The suggestion on the use of outside panel is a useful idea. ATSDR will continue to seek help from outside experts as needed. In fact, the total area method vs. back-half method was debated in 1996. It is an ongoing issue at this site. On February 6, 2001, administrators and scientists from USEPA, GA EPD, and Skidaway lab came to ATSDR for a discussion on how to count the PCC residues: the whole body or just the tail end. About 20 members attended the meeting. USEPA proposed three ways for the determination of PCC residues, but no conclusion was reached at the meeting.

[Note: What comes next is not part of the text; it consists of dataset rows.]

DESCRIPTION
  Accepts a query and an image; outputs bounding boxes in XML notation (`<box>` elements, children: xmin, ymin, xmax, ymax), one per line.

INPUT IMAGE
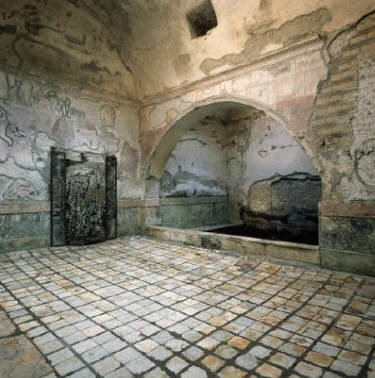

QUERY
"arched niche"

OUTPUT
<box><xmin>146</xmin><ymin>99</ymin><xmax>321</xmax><ymax>242</ymax></box>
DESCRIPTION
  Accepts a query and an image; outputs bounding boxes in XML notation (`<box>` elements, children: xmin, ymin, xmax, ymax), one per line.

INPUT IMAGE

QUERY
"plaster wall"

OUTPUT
<box><xmin>226</xmin><ymin>110</ymin><xmax>321</xmax><ymax>234</ymax></box>
<box><xmin>0</xmin><ymin>72</ymin><xmax>143</xmax><ymax>249</ymax></box>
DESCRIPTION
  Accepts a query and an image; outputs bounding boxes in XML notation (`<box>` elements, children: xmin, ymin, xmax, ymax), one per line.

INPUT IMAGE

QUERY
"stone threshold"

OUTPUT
<box><xmin>146</xmin><ymin>226</ymin><xmax>320</xmax><ymax>265</ymax></box>
<box><xmin>0</xmin><ymin>196</ymin><xmax>228</xmax><ymax>215</ymax></box>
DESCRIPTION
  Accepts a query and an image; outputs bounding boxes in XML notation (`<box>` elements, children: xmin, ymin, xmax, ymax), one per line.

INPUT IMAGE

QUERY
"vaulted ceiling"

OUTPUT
<box><xmin>0</xmin><ymin>0</ymin><xmax>375</xmax><ymax>99</ymax></box>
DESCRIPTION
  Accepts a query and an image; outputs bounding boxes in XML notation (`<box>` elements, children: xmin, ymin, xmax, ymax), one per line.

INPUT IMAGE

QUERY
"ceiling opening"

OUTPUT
<box><xmin>186</xmin><ymin>0</ymin><xmax>217</xmax><ymax>38</ymax></box>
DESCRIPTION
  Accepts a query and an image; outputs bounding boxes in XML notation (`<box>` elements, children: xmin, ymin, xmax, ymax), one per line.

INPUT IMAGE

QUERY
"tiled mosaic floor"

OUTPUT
<box><xmin>0</xmin><ymin>238</ymin><xmax>375</xmax><ymax>378</ymax></box>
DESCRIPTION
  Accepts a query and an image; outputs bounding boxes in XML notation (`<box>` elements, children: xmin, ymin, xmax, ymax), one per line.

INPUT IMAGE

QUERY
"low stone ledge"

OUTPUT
<box><xmin>160</xmin><ymin>196</ymin><xmax>228</xmax><ymax>206</ymax></box>
<box><xmin>0</xmin><ymin>235</ymin><xmax>50</xmax><ymax>253</ymax></box>
<box><xmin>147</xmin><ymin>226</ymin><xmax>320</xmax><ymax>265</ymax></box>
<box><xmin>0</xmin><ymin>196</ymin><xmax>228</xmax><ymax>215</ymax></box>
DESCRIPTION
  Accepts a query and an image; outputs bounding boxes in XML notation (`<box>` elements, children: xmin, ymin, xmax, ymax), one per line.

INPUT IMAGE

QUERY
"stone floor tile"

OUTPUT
<box><xmin>69</xmin><ymin>368</ymin><xmax>95</xmax><ymax>378</ymax></box>
<box><xmin>218</xmin><ymin>366</ymin><xmax>247</xmax><ymax>378</ymax></box>
<box><xmin>81</xmin><ymin>347</ymin><xmax>109</xmax><ymax>363</ymax></box>
<box><xmin>305</xmin><ymin>351</ymin><xmax>333</xmax><ymax>367</ymax></box>
<box><xmin>256</xmin><ymin>364</ymin><xmax>283</xmax><ymax>378</ymax></box>
<box><xmin>146</xmin><ymin>367</ymin><xmax>169</xmax><ymax>378</ymax></box>
<box><xmin>294</xmin><ymin>362</ymin><xmax>323</xmax><ymax>378</ymax></box>
<box><xmin>126</xmin><ymin>356</ymin><xmax>155</xmax><ymax>374</ymax></box>
<box><xmin>269</xmin><ymin>353</ymin><xmax>296</xmax><ymax>369</ymax></box>
<box><xmin>228</xmin><ymin>336</ymin><xmax>250</xmax><ymax>350</ymax></box>
<box><xmin>165</xmin><ymin>356</ymin><xmax>188</xmax><ymax>374</ymax></box>
<box><xmin>55</xmin><ymin>357</ymin><xmax>84</xmax><ymax>376</ymax></box>
<box><xmin>182</xmin><ymin>345</ymin><xmax>204</xmax><ymax>361</ymax></box>
<box><xmin>113</xmin><ymin>347</ymin><xmax>141</xmax><ymax>365</ymax></box>
<box><xmin>215</xmin><ymin>345</ymin><xmax>239</xmax><ymax>360</ymax></box>
<box><xmin>147</xmin><ymin>345</ymin><xmax>173</xmax><ymax>361</ymax></box>
<box><xmin>106</xmin><ymin>367</ymin><xmax>134</xmax><ymax>378</ymax></box>
<box><xmin>47</xmin><ymin>348</ymin><xmax>73</xmax><ymax>365</ymax></box>
<box><xmin>236</xmin><ymin>353</ymin><xmax>260</xmax><ymax>370</ymax></box>
<box><xmin>201</xmin><ymin>355</ymin><xmax>225</xmax><ymax>373</ymax></box>
<box><xmin>165</xmin><ymin>339</ymin><xmax>189</xmax><ymax>352</ymax></box>
<box><xmin>249</xmin><ymin>345</ymin><xmax>272</xmax><ymax>359</ymax></box>
<box><xmin>0</xmin><ymin>237</ymin><xmax>375</xmax><ymax>378</ymax></box>
<box><xmin>93</xmin><ymin>356</ymin><xmax>120</xmax><ymax>375</ymax></box>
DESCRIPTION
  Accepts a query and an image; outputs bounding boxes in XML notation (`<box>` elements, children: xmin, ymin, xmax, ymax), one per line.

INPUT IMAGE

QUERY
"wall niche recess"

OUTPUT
<box><xmin>50</xmin><ymin>148</ymin><xmax>117</xmax><ymax>246</ymax></box>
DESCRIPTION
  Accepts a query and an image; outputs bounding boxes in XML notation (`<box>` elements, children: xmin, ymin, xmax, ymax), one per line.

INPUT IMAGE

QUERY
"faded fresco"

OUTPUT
<box><xmin>0</xmin><ymin>72</ymin><xmax>139</xmax><ymax>201</ymax></box>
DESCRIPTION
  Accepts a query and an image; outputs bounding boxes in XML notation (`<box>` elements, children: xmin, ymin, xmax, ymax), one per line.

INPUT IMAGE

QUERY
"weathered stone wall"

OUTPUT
<box><xmin>146</xmin><ymin>116</ymin><xmax>228</xmax><ymax>228</ymax></box>
<box><xmin>226</xmin><ymin>109</ymin><xmax>321</xmax><ymax>238</ymax></box>
<box><xmin>307</xmin><ymin>14</ymin><xmax>375</xmax><ymax>274</ymax></box>
<box><xmin>119</xmin><ymin>0</ymin><xmax>375</xmax><ymax>98</ymax></box>
<box><xmin>160</xmin><ymin>118</ymin><xmax>227</xmax><ymax>197</ymax></box>
<box><xmin>0</xmin><ymin>0</ymin><xmax>136</xmax><ymax>98</ymax></box>
<box><xmin>0</xmin><ymin>72</ymin><xmax>143</xmax><ymax>249</ymax></box>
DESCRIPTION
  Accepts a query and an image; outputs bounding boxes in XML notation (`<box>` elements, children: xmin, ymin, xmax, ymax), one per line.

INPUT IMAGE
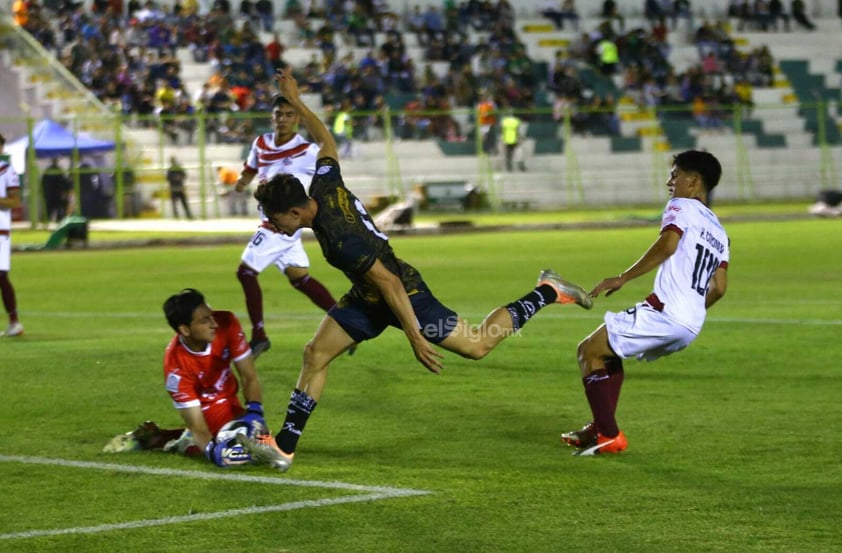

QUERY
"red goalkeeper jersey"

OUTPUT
<box><xmin>164</xmin><ymin>311</ymin><xmax>246</xmax><ymax>436</ymax></box>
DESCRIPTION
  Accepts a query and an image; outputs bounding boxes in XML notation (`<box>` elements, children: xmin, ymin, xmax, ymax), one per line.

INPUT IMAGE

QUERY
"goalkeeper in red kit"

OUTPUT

II-4. Comment : The potential threat from seafood may be underestimated. The report relies heavily on recent fish studies in reaching conclusions regarding toxaphene exposure. There is too little recent data to allow such generalizations. Current and previous studies are not necessarily matched in seasonal, species and tissue fluctuations, and bias is possible, perhaps likely. Further, there are too few studies over time to permit a stated Conclusion (page 28, first paragraph) that a trend exists in the decline in biological toxaphene. Some studies used whole animals, others used samples prepared as if for consumption. The "Conclusion" section of this assessment might better be entitled "Generalizations."

Response: A qualification sentence is added at the end of this section. It states that ATSDR will re-evaluate the health hazard of this proposed NPL site when new data become available. The new data (6/16/2000) that reported maximum concentration of 26 ppm by Skidaway scientists on the PCC level of the old (April 1997) fish samples will be assessed later in a health consultation. The average PCC concentration in the whole body of a forage fish (killifish) declined from 62 ppm in 1970 to 7 ppm (1.9-27 ppm) in 1997. GA DEP and the Skidaway lab are analyzing a recent batch of fish samples harvested in the early fall of 2001.

II-5. Comment: Risks from chemicals other than toxaphene are ignored. The report correctly notes that many chemicals co-chromatography with toxaphene and can be hidden when performing the toxaphene analysis. The material deposited within the creek was manufacturing effluent, not commercial toxaphene. The analysis and the conclusions are shortsighted in focusing on just the toxaphene standards. In particular, dioxins are underanalyzed in this review.

Response: The total concentration of PCBs and non-toxaphene organochlorine pesticides (OCPs) in most contaminated finfish is relatively low according to the new Skidway report of June 16, 2000. In the mullet with 26 ppm of toxaphene, the sum of all the other PCBs/OCPS contaminants is just a fraction (8%) of the toxaphene. The other organochlorine pesticides have low concentrations when the toxaphene concentration was low--in the ppb range.